All of the scientists found them concerning to some degree, but some of them were much
more concerned than others.
On one hand, I had several experts telling me that these chatbots were offering basically
roadmaps to very dangerous biological weapons.
But other scientists said that chatbots were really nothing more than glorified
Google searching machines, that much of the information is already available on the
internet, and the likelihood of a major biological attack remains very unlikely.
But even one biological attack could be catastrophic.
Gabriel says that some experts are pushing for companies to censor swan
of biological information to try and head off these kinds of potential threats.
But others say that's an overreaction, and that restricting that info from AI could stifle
breakthrough medical research, like for developing new drugs.
In response to questions from the Times about the chatbot transcripts,
Anthropic, OpenAI, and Google all argued the bots didn't provide enough detail to allow anyone
to cause harm.
And they said they were constantly improving their systems to balance potential benefits
and risks.
And finally.
If you're going to go out to run a race, you should really run a race to try to win.
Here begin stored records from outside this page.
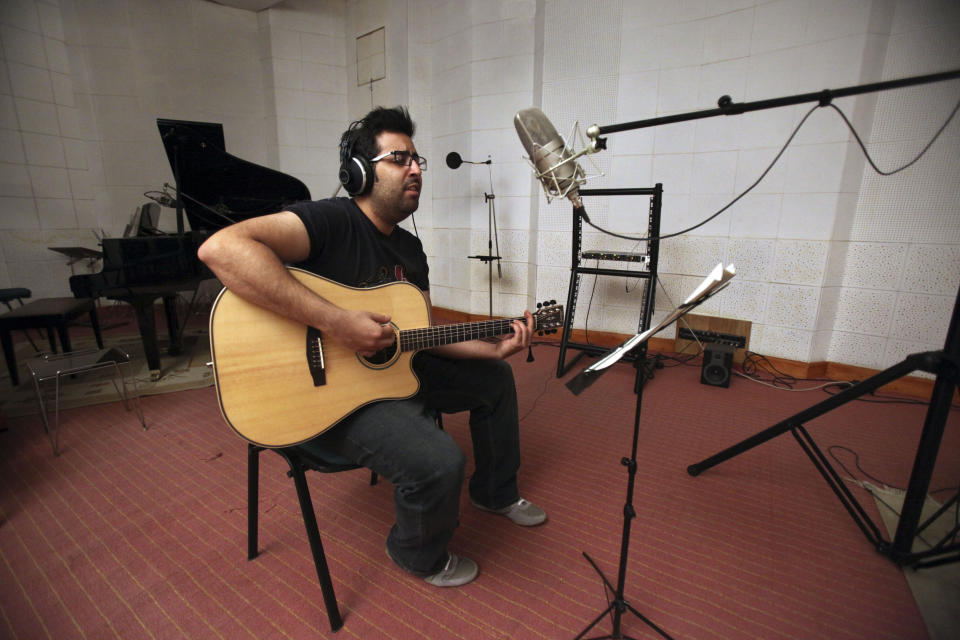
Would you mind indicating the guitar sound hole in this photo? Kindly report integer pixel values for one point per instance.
(382, 357)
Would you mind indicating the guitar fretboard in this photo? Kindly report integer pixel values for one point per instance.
(413, 339)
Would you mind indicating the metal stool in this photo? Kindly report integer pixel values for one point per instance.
(55, 367)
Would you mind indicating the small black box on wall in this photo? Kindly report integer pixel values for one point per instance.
(717, 365)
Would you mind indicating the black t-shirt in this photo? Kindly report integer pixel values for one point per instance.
(346, 247)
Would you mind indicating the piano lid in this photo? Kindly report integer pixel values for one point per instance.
(216, 188)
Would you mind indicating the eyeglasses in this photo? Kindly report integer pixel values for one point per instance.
(403, 158)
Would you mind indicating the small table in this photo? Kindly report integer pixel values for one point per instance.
(59, 367)
(49, 314)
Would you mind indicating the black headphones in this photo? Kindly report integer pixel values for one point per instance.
(356, 172)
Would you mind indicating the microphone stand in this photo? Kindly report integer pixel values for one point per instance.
(491, 235)
(637, 345)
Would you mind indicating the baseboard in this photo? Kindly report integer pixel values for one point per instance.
(913, 386)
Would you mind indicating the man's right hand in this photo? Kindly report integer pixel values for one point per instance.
(365, 332)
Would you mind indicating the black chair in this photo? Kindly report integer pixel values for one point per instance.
(300, 461)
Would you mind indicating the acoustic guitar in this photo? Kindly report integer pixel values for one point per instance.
(280, 382)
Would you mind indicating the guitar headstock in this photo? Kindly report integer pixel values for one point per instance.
(548, 317)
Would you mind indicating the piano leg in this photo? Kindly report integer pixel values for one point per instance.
(173, 324)
(148, 334)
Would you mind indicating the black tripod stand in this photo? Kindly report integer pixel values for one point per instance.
(619, 605)
(946, 365)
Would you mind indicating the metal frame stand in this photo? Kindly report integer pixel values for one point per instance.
(946, 365)
(70, 364)
(647, 272)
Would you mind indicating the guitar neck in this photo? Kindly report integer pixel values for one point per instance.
(413, 339)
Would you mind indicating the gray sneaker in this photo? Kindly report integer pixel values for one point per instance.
(457, 572)
(524, 513)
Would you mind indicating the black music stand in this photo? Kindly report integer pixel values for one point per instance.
(637, 346)
(490, 258)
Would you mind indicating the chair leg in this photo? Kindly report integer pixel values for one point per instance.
(316, 545)
(253, 499)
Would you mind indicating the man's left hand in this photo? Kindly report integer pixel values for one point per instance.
(522, 335)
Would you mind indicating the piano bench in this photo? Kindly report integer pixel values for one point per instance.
(49, 314)
(17, 293)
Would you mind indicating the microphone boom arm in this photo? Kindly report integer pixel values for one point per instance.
(726, 106)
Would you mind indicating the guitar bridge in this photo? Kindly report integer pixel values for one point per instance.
(315, 357)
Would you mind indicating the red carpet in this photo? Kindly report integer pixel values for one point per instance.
(134, 534)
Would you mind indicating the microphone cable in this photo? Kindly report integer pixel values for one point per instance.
(777, 158)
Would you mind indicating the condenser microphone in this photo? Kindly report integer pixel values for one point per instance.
(454, 160)
(554, 163)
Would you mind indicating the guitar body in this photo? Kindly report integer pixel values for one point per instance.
(264, 384)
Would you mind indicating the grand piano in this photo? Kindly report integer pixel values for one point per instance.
(214, 190)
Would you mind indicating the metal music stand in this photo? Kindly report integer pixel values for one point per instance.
(946, 365)
(490, 258)
(637, 345)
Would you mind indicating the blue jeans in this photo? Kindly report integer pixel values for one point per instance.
(399, 440)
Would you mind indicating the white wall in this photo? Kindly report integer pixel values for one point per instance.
(83, 84)
(834, 261)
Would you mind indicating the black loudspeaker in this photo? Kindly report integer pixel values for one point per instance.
(717, 365)
(356, 173)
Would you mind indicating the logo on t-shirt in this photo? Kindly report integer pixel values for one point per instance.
(385, 277)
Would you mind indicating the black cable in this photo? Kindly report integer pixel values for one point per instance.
(725, 207)
(866, 153)
(777, 157)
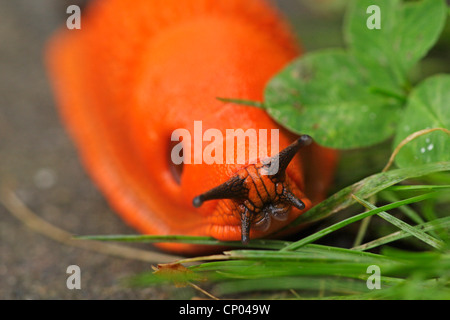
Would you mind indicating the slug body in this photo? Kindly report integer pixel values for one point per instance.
(136, 72)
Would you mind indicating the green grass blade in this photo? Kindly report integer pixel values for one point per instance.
(343, 223)
(443, 223)
(419, 234)
(365, 189)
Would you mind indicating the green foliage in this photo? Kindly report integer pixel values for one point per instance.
(428, 107)
(356, 97)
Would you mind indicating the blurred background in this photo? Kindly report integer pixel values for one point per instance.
(39, 163)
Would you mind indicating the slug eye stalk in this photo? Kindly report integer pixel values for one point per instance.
(260, 208)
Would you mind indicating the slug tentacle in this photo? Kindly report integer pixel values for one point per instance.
(260, 194)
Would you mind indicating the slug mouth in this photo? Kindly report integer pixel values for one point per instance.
(262, 191)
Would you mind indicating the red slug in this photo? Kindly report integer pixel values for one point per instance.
(138, 71)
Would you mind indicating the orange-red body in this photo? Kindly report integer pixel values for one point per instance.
(138, 70)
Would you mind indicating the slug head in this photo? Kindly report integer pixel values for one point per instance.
(261, 192)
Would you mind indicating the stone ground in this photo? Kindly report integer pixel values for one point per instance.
(38, 162)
The man who held the record for being the fastest known runner over age 100 has died at 103.
I don't know how you can run to be second or third.
Lester Wright earned the title a few years ago, running the 100 meter dash in 26.34 seconds.
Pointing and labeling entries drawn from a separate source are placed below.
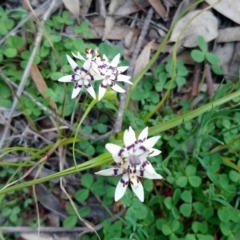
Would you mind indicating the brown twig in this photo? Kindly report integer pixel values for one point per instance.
(83, 230)
(123, 97)
(27, 71)
(209, 80)
(196, 79)
(118, 124)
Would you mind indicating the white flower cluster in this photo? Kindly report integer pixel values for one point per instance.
(95, 68)
(132, 162)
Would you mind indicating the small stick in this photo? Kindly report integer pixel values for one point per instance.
(26, 72)
(196, 79)
(209, 80)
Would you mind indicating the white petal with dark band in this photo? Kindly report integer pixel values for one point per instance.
(138, 190)
(129, 138)
(147, 166)
(115, 61)
(123, 78)
(117, 88)
(122, 69)
(72, 63)
(116, 151)
(76, 91)
(68, 78)
(143, 135)
(87, 65)
(79, 56)
(101, 92)
(149, 143)
(90, 89)
(144, 174)
(154, 152)
(121, 187)
(110, 172)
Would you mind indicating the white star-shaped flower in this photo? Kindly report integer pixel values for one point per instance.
(132, 162)
(111, 74)
(81, 76)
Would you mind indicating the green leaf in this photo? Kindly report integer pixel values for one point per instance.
(190, 170)
(197, 56)
(175, 212)
(168, 202)
(166, 229)
(15, 41)
(148, 185)
(217, 69)
(202, 44)
(181, 181)
(225, 228)
(186, 209)
(212, 58)
(182, 71)
(70, 222)
(175, 225)
(102, 128)
(82, 194)
(56, 75)
(198, 207)
(87, 180)
(10, 52)
(176, 195)
(223, 214)
(207, 213)
(83, 212)
(195, 181)
(186, 196)
(180, 81)
(160, 222)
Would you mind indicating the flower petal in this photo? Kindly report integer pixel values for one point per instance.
(122, 69)
(154, 152)
(121, 187)
(129, 139)
(149, 143)
(90, 89)
(110, 172)
(73, 64)
(143, 135)
(115, 61)
(147, 166)
(97, 77)
(138, 190)
(79, 56)
(76, 90)
(69, 78)
(86, 65)
(101, 91)
(116, 151)
(123, 78)
(117, 88)
(145, 174)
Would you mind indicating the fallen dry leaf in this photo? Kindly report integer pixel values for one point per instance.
(41, 84)
(228, 8)
(231, 34)
(130, 7)
(85, 5)
(73, 6)
(194, 24)
(159, 8)
(143, 58)
(116, 33)
(34, 236)
(109, 22)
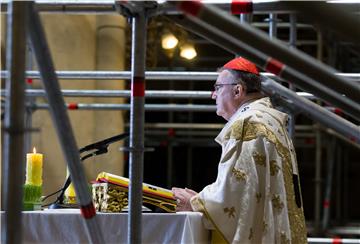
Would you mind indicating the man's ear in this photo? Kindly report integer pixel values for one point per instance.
(238, 89)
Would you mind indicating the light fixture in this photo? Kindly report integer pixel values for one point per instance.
(169, 41)
(188, 51)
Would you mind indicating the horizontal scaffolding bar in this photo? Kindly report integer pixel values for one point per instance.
(106, 6)
(148, 107)
(127, 93)
(149, 75)
(333, 240)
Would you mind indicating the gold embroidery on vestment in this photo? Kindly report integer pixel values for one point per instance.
(283, 238)
(274, 168)
(230, 212)
(200, 206)
(252, 130)
(239, 174)
(258, 197)
(250, 234)
(259, 158)
(264, 226)
(237, 130)
(277, 203)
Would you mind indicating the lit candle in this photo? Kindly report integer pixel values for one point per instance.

That's more than twice as long as it took Usain Bolt to clinch,
his world record for that race, but, you know, Bolt was 22 when he did that. Born in New Jersey
in the early 1920s, Wright ran track in high school before joining the Army and serving in World War II.
Then he opened a dental lab making prosthetic teeth. His daughter said he really embraced running even
in his old age because he just had a lot of energy. If you're looking for longevity secrets here,
his daily diet alternated between oatmeal and cream of wheat. Notably, right,
did have competition, there's been a steady rise over the years in how many seniors run marathons
and other races. The fastest-known woman centenarian didn't even start running until her 100th birthday.
Part of the uptick is sheer numbers. More and more people are cracking the 100 mark.
According to the Pew Research Center, the number of centenarians in the U.S. is expected to
quadruple in the next few decades. Those are the headlines.
I'm Tracy Mumford. We'll be back tomorrow with the latest and the Friday News Quiz.